Other wholesalers are testing similar programs for specific categories, but AG will be the first in the U.S. to implement the programs for all departments, said John Runyan, president and chief executive officer.
“We considered doing selected categories,” Runyan told SN last week, “but we decided, after extensive research, to go all the way in all departments.”
He said the programs are designed to reduce the cost of doing business for AG and for its retail members.
Effective this weekend, AG will implement a credit allowance on each invoice for each department — encompassing grocery, deli (grocery), frozen food, ice cream, general merchandise/health and beauty care, produce, meat, deli (meat), bakery and service deli, and repack — that will be applied to purchases, Runyan explained.
Those rates will be based on a percentage of total purchases for each commodity and will range from 0.15% to 0.30% for all categories except produce, which will carry a higher allowance rate, he said.
Exception credits will remain in effect for products delivered in error, billing errors, price adjustments and unique item selection vendors, Runyan said, though AG hopes ultimately to convert those vendors to the credit allowance program, he noted.
AG decided to make changes in its credit program after studying its costs for the past several years, noting that in 2006 the company issued more than $6.8 million worth of credits and spent more than $500,000 in administrative expenses to process those credits, Runyan said.

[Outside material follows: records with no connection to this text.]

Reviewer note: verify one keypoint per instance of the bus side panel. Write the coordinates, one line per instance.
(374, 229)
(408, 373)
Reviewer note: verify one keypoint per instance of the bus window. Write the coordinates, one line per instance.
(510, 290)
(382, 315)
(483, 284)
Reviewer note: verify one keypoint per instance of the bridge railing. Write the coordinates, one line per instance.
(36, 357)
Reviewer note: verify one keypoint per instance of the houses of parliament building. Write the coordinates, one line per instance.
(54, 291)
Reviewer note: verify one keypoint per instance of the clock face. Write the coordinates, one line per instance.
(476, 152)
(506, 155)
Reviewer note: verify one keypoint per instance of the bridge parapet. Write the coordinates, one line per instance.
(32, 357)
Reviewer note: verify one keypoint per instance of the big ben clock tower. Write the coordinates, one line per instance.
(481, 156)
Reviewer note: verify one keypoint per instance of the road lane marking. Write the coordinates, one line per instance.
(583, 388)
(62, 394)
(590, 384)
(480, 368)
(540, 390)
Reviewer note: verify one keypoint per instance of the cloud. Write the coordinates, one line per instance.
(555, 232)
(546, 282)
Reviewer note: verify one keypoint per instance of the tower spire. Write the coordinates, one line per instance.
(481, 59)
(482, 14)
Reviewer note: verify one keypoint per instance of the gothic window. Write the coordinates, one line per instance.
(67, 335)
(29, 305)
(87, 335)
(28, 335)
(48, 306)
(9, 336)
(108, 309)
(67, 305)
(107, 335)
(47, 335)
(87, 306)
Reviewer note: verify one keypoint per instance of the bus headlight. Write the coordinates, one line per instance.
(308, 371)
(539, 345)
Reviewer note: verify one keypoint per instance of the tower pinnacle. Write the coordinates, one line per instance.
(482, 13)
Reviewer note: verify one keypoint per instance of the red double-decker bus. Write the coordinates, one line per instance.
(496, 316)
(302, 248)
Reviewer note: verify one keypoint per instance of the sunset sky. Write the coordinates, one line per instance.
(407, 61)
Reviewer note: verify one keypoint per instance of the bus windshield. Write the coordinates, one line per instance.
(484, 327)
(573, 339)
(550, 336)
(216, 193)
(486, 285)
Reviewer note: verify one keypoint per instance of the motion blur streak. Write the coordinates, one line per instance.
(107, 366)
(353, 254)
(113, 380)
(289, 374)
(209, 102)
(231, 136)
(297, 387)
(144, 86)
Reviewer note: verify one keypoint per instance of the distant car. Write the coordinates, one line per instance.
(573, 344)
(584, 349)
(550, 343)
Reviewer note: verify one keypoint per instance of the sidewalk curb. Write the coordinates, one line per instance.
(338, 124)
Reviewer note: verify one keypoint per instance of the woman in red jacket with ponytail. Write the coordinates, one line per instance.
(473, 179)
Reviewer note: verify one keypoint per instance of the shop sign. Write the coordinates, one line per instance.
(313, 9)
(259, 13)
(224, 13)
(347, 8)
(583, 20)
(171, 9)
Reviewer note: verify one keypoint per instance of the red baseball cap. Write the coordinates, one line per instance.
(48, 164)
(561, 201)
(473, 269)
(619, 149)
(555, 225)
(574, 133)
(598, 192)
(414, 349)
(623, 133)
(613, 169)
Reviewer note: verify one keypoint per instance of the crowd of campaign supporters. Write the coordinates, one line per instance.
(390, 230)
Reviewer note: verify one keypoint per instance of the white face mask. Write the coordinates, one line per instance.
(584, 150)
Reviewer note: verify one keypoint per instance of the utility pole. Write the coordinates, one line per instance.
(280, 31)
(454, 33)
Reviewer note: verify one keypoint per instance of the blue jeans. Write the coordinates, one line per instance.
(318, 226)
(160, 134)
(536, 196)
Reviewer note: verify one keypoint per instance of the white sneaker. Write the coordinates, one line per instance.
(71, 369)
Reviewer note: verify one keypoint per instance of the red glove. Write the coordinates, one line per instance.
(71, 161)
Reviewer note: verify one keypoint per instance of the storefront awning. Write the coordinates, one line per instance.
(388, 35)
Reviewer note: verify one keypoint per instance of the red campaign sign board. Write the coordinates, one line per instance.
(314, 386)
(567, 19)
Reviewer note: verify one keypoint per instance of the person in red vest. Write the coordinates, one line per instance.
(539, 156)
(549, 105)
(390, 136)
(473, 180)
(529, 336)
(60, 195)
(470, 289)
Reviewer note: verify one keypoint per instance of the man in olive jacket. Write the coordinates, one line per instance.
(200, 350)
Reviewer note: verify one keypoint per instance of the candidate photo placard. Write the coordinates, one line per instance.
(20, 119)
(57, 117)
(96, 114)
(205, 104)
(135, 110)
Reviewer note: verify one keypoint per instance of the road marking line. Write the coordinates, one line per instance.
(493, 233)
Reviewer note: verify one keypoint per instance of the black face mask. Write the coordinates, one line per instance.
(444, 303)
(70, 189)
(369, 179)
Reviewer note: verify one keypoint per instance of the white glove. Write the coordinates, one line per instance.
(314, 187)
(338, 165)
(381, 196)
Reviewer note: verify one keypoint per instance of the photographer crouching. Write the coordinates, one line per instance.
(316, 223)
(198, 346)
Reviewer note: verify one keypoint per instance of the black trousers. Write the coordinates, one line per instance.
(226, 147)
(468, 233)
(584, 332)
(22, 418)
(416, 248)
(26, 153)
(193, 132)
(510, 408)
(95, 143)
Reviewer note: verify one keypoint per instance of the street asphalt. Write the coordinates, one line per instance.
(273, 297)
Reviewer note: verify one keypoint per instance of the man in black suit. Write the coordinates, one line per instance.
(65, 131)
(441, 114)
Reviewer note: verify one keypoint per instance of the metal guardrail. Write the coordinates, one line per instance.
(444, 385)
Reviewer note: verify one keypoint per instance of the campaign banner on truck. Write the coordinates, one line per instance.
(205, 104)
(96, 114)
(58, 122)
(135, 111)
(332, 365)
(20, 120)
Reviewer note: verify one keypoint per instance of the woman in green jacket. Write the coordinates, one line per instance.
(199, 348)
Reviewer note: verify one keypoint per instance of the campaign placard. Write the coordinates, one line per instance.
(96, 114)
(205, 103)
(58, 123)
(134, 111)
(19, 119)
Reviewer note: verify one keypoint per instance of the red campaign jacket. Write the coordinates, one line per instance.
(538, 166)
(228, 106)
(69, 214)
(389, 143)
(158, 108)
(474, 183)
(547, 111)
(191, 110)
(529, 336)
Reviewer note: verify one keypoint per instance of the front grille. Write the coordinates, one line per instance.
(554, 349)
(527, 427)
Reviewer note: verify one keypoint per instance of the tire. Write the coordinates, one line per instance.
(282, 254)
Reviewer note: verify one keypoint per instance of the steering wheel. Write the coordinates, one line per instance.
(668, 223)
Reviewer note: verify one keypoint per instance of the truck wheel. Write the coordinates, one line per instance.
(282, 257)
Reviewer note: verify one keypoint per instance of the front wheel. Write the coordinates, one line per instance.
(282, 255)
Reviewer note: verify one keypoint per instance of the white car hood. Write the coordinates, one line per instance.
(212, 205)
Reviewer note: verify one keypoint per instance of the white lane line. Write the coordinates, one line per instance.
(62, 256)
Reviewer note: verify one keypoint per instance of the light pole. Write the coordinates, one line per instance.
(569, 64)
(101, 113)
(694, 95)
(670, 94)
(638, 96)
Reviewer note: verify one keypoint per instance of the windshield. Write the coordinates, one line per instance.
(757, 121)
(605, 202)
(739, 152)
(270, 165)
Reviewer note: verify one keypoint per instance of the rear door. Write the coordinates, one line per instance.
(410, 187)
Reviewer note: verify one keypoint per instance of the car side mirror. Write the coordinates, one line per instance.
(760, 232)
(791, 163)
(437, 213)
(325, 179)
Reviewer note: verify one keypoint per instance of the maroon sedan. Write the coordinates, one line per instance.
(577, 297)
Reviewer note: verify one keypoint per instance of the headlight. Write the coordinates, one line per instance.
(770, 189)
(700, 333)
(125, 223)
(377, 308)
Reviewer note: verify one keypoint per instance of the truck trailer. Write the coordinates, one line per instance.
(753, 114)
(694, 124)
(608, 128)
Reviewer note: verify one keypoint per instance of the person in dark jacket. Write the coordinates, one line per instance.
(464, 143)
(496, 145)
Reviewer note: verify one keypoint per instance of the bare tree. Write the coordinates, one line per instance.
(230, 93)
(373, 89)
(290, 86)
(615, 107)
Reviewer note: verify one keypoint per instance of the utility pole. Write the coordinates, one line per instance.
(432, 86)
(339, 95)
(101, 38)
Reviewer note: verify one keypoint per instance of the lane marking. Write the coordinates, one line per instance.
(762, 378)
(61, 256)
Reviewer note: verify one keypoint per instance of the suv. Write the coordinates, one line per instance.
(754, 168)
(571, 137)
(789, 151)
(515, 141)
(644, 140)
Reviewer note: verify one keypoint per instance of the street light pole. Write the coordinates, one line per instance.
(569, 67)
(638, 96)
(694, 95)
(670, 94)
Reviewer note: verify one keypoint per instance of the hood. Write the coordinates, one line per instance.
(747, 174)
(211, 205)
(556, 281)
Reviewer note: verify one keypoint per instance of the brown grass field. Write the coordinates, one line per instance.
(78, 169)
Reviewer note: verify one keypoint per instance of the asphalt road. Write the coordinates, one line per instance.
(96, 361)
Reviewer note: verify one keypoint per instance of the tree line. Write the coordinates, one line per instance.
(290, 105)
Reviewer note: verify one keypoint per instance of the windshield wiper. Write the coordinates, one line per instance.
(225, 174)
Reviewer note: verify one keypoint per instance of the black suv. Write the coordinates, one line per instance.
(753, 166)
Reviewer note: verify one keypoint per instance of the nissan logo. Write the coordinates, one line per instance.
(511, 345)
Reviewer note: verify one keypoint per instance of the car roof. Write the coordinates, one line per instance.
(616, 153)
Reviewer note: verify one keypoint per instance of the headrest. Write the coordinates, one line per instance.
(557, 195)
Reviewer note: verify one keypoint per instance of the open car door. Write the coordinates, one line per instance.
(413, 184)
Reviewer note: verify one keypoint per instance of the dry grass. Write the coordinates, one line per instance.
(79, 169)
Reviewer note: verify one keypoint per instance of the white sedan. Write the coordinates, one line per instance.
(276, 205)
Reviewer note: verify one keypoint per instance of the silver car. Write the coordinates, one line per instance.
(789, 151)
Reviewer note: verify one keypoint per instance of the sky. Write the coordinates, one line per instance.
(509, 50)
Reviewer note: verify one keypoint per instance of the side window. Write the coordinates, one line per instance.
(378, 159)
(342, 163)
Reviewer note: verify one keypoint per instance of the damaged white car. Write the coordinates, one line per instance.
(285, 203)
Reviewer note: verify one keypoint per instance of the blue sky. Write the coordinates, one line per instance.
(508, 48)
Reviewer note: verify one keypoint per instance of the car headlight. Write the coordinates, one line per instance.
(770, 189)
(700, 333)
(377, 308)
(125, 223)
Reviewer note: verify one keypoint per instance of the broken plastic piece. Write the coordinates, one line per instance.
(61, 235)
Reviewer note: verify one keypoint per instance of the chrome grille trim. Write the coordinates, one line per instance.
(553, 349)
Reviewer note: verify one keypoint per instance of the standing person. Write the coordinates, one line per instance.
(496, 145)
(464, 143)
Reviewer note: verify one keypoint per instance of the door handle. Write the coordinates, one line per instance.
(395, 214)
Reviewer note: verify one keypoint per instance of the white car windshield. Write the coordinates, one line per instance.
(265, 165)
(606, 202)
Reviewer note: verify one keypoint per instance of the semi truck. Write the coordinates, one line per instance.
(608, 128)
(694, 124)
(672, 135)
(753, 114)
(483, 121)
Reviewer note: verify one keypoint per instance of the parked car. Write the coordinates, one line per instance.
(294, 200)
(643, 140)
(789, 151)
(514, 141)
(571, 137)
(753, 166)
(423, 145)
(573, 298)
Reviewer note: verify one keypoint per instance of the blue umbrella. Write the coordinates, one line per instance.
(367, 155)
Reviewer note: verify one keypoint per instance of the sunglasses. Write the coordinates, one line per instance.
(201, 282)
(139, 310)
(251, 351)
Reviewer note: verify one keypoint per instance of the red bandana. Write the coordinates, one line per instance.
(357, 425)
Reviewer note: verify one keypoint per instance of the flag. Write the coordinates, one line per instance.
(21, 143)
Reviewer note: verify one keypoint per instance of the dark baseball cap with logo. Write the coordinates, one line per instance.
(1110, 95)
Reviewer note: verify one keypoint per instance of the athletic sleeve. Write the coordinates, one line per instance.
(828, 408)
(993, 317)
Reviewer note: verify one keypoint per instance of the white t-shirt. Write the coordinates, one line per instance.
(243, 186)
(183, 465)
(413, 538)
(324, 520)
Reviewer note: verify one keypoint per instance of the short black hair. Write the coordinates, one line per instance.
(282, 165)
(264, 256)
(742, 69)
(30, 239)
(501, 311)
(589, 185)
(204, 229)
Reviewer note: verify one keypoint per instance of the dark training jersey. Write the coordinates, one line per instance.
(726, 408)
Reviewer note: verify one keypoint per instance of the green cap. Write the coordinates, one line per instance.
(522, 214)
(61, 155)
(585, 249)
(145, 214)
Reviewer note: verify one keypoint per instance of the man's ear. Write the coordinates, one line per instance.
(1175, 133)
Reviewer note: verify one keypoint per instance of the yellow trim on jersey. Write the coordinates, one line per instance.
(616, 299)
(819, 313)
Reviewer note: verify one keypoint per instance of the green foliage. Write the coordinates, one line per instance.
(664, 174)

Under the new program, retailers will save money by eliminating wasted space for storage and by cutting out labor for recording, tracking and reconciling credits on statements, he explained.
“Retail cash flow will improve because credits will be given as products are invoiced, and sanitation risk will be reduced because stores will no longer have to keep pending unsaleables on hand waiting for pick-up,” he pointed out.
Retailers will keep all products that were formerly returned for credit and can opt either to dispose of them or donate them to charity, he said.
Regarding reclamation fees, Runyan said AG's ultimate objective is to convert all reclamation suppliers to paying a swell allowance. The company has already converted approximately 70% of Center Store sales volume to the program, he noted.
Under that program, swell allowances from suppliers will be included in the retailers' cost of goods and paid on each order. Retailers who return any items from those vendors to AG will be charged 21 cents per unit to cover the reclaim processor's expense and AG's cost resulting from the return of non-eligible items, he explained.
Suppliers that do not currently provide AG with a swell allowance will continue to provide funding for retailers to return those items to reclaim through AG; however, Runyan said AG is attempting to convert those items and brands to a swell allowance program.
“As items and brands are converted to swell allowance, retailers will no longer be permitted to return them to reclaim but will receive an off-invoice allowance,” he said.
AG is also working with non-participating suppliers — those that do not provide a swell or reclaim allowance — to convert their items to a swell allowance, Runyan said.
The goal of the change, Runyan said, is to reduce labor, handling and processing costs, and reduce and eliminate sanitation issues at the retail and wholesale levels.
“AG recognizes these changes are significant and believes the savings retailers will realize at store level will be of great benefit,” Runyan said. “Additionally, the savings AG will realize will help us serve retailers better and enable us to keep our prices lower.”